Context
I am interested in first finding an interpolating function of the solution to the linearly damped wave equation. Here is the solution to the LDWE with smooth square inital function :
ub[epsilon_] :=
Interpolation[{{{-5.944 - epsilon}, 0, 0}, {{-5.944 + epsilon}, 1,0},
{{5.944 - epsilon}, 1, 0}, {{5.944 + epsilon}, 0, 0}},
"ExtrapolationHandler" -> {0 &, "WarningMessage" -> False}]
square = ub[0.0001]; initialWavePulseSquare[x_] := square[x];
exactSolSquare[x_, t_, c_, τ_] := {pEvaluate = Sqrt[1 - (x - s)^2/(c t)^2];
limitInt1 = x - c t; limitInt2 = x + c t;
1/2 (initialWavePulseSquare[x - c t] + initialWavePulseSquare[x + c t])*Exp[-t/(2 τ)]
+ 1/(4 c τ) Exp[-t/(2 τ)]*
Quiet[NIntegrate[
initialWavePulseSquare[s]*(BesselI[0, pEvaluate*t/(2 τ)] +
(1/pEvaluate)* BesselI[1, pEvaluate*t/(2 τ)] ) , {s, limitInt1,
limitInt2}]]}
solutionRewritten[x_, t_] := exactSolSquare[x, t, 1, 25]
Here, I used
square = ub[0.0001];
initialWavePulseSquare[x_] := square[x]
to define a "smooth" rectangular initial wave pulse. Then, I defined the solution to the LDWE as exactSolSquare[x, t, c, τ]
where c and tau are speed and damping constant, respectively. Then, I was able to create a numerical two dimensional solution to the LDWE defined as solutionRewritten[x_, t_]
Objective
I want to ultimately take the integral of (Derivative[0,1][solutionRewritten][x,t])^2 from t=0 to t=300
.
However, I have hard time even getting the InterpolatingFunction.
Question
How can I create an interpolating function of two dimensional numerical data and evaluate the integral of (Derivative[0,1][solutionRewritten][x,t])^2
from t=0
to t=300
.
Attempt 1
I tried something like this and MM threw a handful of errors:
Interpolation[Table[Evaluate[{{x, t}, solutionRewritten[x, t]}], {x, -200, 200, .5},
{t, 0.01, 300, 0.5}] ]
I previously asked similar question before. But this time, I know the solution of NDSolve explicitly. Here is the link: Integrating Squared of Interpolating Function with respect to one variable
Attempt 2
I tried using a smaller boundary to see if the code even runs.

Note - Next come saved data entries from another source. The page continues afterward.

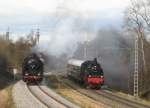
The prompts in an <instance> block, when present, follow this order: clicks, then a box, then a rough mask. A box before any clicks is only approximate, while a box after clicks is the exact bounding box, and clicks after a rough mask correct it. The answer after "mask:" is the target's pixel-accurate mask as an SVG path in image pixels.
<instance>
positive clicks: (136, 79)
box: [134, 35, 139, 98]
mask: <svg viewBox="0 0 150 108" xmlns="http://www.w3.org/2000/svg"><path fill="white" fill-rule="evenodd" d="M138 56H139V36H138V35H137V36H136V38H135V63H134V96H135V97H136V98H138V96H139V82H138V81H139V69H138V64H139V63H138V62H139V60H138V59H139V57H138Z"/></svg>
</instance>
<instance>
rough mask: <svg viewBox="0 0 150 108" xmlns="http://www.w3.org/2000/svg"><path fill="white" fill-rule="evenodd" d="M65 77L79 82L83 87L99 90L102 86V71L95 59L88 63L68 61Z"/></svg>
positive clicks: (78, 61)
mask: <svg viewBox="0 0 150 108" xmlns="http://www.w3.org/2000/svg"><path fill="white" fill-rule="evenodd" d="M67 76H68V77H71V78H73V79H75V80H77V81H79V82H81V83H82V84H83V85H84V86H85V87H88V86H89V87H98V88H100V87H101V86H102V85H103V84H104V74H103V69H102V68H101V66H100V64H99V63H98V62H97V60H96V58H95V59H94V60H88V61H82V60H75V59H71V60H69V61H68V64H67Z"/></svg>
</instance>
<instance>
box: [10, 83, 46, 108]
mask: <svg viewBox="0 0 150 108" xmlns="http://www.w3.org/2000/svg"><path fill="white" fill-rule="evenodd" d="M12 93H13V94H12V95H13V100H14V102H15V104H16V107H17V108H47V107H46V106H45V105H44V104H42V103H40V101H38V100H37V99H36V98H35V97H34V96H33V95H32V94H31V93H30V91H29V90H28V88H27V86H26V84H25V83H24V82H23V81H19V82H17V83H16V84H15V85H14V87H13V91H12Z"/></svg>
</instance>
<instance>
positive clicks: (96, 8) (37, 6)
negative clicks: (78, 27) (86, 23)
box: [0, 0, 129, 16]
mask: <svg viewBox="0 0 150 108" xmlns="http://www.w3.org/2000/svg"><path fill="white" fill-rule="evenodd" d="M128 3H129V0H0V16H11V15H13V16H14V15H25V16H26V15H28V14H33V15H34V14H38V15H43V14H49V15H52V14H53V13H55V12H56V9H58V8H67V9H69V10H70V11H72V12H73V11H74V12H79V13H81V14H84V15H86V14H89V13H90V14H92V13H96V12H104V13H105V14H112V13H117V12H118V11H120V10H122V9H124V8H125V7H126V6H127V5H128ZM90 16H91V15H90Z"/></svg>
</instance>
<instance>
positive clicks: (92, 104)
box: [50, 77, 104, 108]
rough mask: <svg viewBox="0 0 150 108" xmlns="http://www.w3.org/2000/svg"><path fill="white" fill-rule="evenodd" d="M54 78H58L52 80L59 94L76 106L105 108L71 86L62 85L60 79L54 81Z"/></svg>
mask: <svg viewBox="0 0 150 108" xmlns="http://www.w3.org/2000/svg"><path fill="white" fill-rule="evenodd" d="M54 78H56V77H53V78H52V81H51V82H52V83H51V86H52V87H54V89H55V90H56V91H57V93H59V94H60V95H62V96H63V97H65V98H66V99H68V100H70V101H72V102H73V103H75V104H78V105H79V106H81V107H83V108H104V105H103V104H102V103H100V102H97V101H95V100H93V99H92V98H89V97H87V96H85V95H83V94H80V93H79V92H77V91H76V90H74V89H72V88H70V87H69V86H67V85H64V84H62V83H60V82H59V81H58V79H55V80H54ZM50 79H51V78H50ZM53 82H54V83H53Z"/></svg>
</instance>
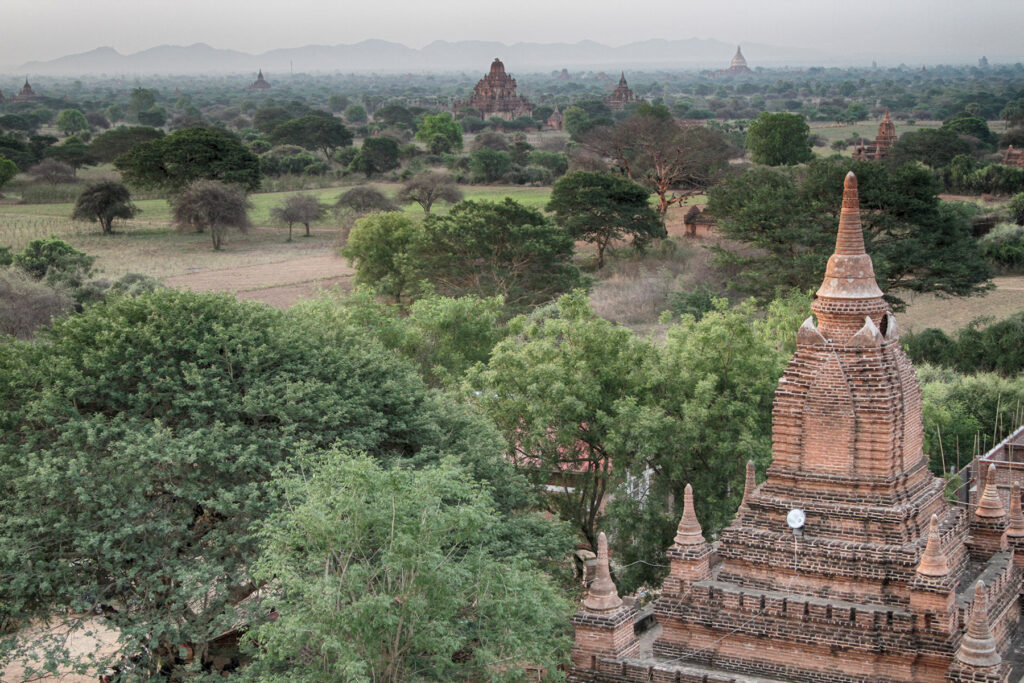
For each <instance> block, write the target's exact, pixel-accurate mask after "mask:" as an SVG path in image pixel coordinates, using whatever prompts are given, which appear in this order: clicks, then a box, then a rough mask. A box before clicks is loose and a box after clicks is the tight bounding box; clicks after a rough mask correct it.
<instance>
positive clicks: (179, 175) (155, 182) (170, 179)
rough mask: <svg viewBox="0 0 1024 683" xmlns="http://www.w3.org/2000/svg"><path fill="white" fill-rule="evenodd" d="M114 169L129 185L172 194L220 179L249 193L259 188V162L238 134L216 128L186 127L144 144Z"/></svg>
mask: <svg viewBox="0 0 1024 683" xmlns="http://www.w3.org/2000/svg"><path fill="white" fill-rule="evenodd" d="M114 166H115V167H116V168H117V169H118V170H119V171H121V175H122V177H123V178H124V180H125V182H127V183H128V184H131V185H136V186H139V187H156V188H161V189H167V190H169V191H171V193H178V191H181V190H182V189H183V188H184V187H185V185H187V184H189V183H191V182H194V181H196V180H199V179H207V180H219V181H221V182H225V183H231V184H238V185H241V186H243V187H244V188H246V189H248V190H253V189H256V188H257V187H259V182H260V171H259V159H258V158H257V157H256V155H254V154H253V153H252V152H250V151H249V150H248V148H247V147H246V146H245V145H244V144H243V143H242V142H241V141H240V140H239V139H238V138H237V137H236V136H234V135H232V134H230V133H228V132H227V131H224V130H220V129H216V128H203V127H196V128H184V129H182V130H176V131H174V132H173V133H171V134H169V135H167V136H165V137H161V138H159V139H154V140H150V141H148V142H141V143H139V144H136V145H134V146H132V148H131V150H129V151H128V152H127V153H126V154H124V155H122V156H121V157H118V158H117V160H116V161H115V162H114Z"/></svg>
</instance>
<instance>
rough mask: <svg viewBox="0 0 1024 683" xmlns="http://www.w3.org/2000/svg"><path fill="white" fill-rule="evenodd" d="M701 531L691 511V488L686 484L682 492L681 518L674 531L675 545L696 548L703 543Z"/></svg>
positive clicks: (692, 501)
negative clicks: (682, 491)
mask: <svg viewBox="0 0 1024 683" xmlns="http://www.w3.org/2000/svg"><path fill="white" fill-rule="evenodd" d="M703 542H705V540H703V530H702V529H701V528H700V522H698V521H697V514H696V512H694V511H693V486H691V485H690V484H686V488H685V490H684V492H683V518H682V519H680V520H679V527H678V528H677V529H676V543H677V544H678V545H680V546H696V545H699V544H701V543H703Z"/></svg>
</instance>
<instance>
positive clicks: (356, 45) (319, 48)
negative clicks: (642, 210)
mask: <svg viewBox="0 0 1024 683" xmlns="http://www.w3.org/2000/svg"><path fill="white" fill-rule="evenodd" d="M742 48H743V54H744V56H745V57H746V59H748V62H749V63H750V66H751V68H754V69H756V68H757V67H759V66H765V67H781V66H786V65H790V66H808V65H813V63H823V62H833V61H834V58H833V57H829V56H828V55H825V54H823V53H820V52H817V51H814V50H806V49H801V48H786V47H777V46H772V45H758V44H755V43H751V44H744V45H743V46H742ZM735 51H736V46H735V45H732V44H728V43H723V42H721V41H717V40H701V39H698V38H689V39H686V40H645V41H642V42H638V43H630V44H629V45H623V46H622V47H609V46H607V45H601V44H600V43H595V42H593V41H583V42H580V43H574V44H569V43H515V44H514V45H505V44H503V43H497V42H478V41H460V42H454V43H452V42H445V41H436V42H433V43H430V44H429V45H427V46H426V47H424V48H422V49H414V48H411V47H407V46H404V45H401V44H399V43H391V42H387V41H383V40H366V41H362V42H360V43H355V44H354V45H307V46H305V47H294V48H285V49H276V50H270V51H268V52H263V53H261V54H246V53H245V52H238V51H236V50H222V49H217V48H214V47H210V46H209V45H205V44H203V43H197V44H195V45H189V46H187V47H182V46H176V45H162V46H160V47H154V48H151V49H147V50H142V51H141V52H135V53H134V54H121V53H120V52H118V51H117V50H115V49H114V48H112V47H98V48H96V49H94V50H90V51H89V52H83V53H81V54H71V55H68V56H63V57H58V58H56V59H51V60H49V61H30V62H28V63H25V65H22V66H20V67H13V68H8V69H9V71H11V72H13V73H24V74H26V75H54V76H56V75H80V74H106V75H110V76H113V75H119V74H210V73H221V74H224V73H249V72H255V71H256V70H257V69H262V70H263V72H264V73H265V74H268V78H269V77H270V75H272V74H282V73H289V72H294V73H316V72H322V73H323V72H328V73H332V72H341V73H353V72H381V73H387V72H391V73H394V72H414V73H420V72H430V71H433V72H440V71H467V70H468V71H473V72H484V71H486V69H487V68H488V67H489V65H490V60H492V59H494V58H495V57H496V56H497V57H501V58H502V60H503V61H504V62H505V65H506V68H507V69H508V70H509V71H510V72H513V73H515V72H518V73H524V72H528V71H532V72H535V73H536V72H544V71H551V70H556V69H563V68H567V69H569V70H570V71H571V70H572V69H613V70H620V69H627V68H630V67H633V68H639V67H644V68H647V69H657V68H662V69H665V68H670V69H672V68H674V69H725V68H726V67H728V66H729V60H730V59H731V58H732V55H733V54H734V53H735Z"/></svg>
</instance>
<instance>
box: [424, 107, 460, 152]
mask: <svg viewBox="0 0 1024 683" xmlns="http://www.w3.org/2000/svg"><path fill="white" fill-rule="evenodd" d="M416 139H418V140H420V141H421V142H423V143H425V144H426V145H427V148H428V150H430V152H431V154H435V155H439V154H444V153H446V152H458V151H459V150H462V127H461V126H460V125H459V124H458V123H456V121H455V119H453V118H452V116H451V115H450V114H436V115H433V116H426V117H424V118H423V123H422V124H420V127H419V128H418V129H417V131H416Z"/></svg>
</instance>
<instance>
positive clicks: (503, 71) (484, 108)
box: [454, 57, 534, 121]
mask: <svg viewBox="0 0 1024 683" xmlns="http://www.w3.org/2000/svg"><path fill="white" fill-rule="evenodd" d="M454 109H455V110H456V111H459V110H463V109H474V110H476V111H477V112H479V113H480V116H481V117H482V118H484V119H487V118H490V117H493V116H496V117H498V118H500V119H505V120H506V121H512V120H513V119H518V118H519V117H523V116H529V115H530V114H531V113H532V111H534V105H532V104H530V103H529V102H528V101H527V100H526V98H525V97H523V96H521V95H518V94H516V83H515V79H514V78H512V77H511V76H509V75H508V74H506V73H505V65H504V63H502V60H501V59H499V58H498V57H495V60H494V61H492V62H490V71H489V72H488V73H487V75H486V76H484V77H483V78H481V79H480V80H479V81H477V83H476V86H475V87H474V88H473V94H472V96H471V97H470V98H469V99H466V100H462V101H458V102H456V103H455V106H454Z"/></svg>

And as expected, it does run and gives me an InterpolatingFunction.
solnInterpolation = ListInterpolation[Table[First[solutionRewritten[x, t]], {x, -20, 20}, {t, 0, 20}]]
However, it outputs the following error: Power::infy: "Infinite expression 1/0 encountered". I tried to suppress the error messages and re-evaluated the code with larger boundary as follows:
Off[Power::infy]; solnInterpolation = ListInterpolation[Table[First[solutionRewritten[x, t]], {x, -200, 200}, {t, 0, 300}]]
However, MM evaluates this line of code runs indefinitely and doesn't output an InterpolatingFunction. Is there a way to speed this process with pretty good precision?
Thank You very much for your help!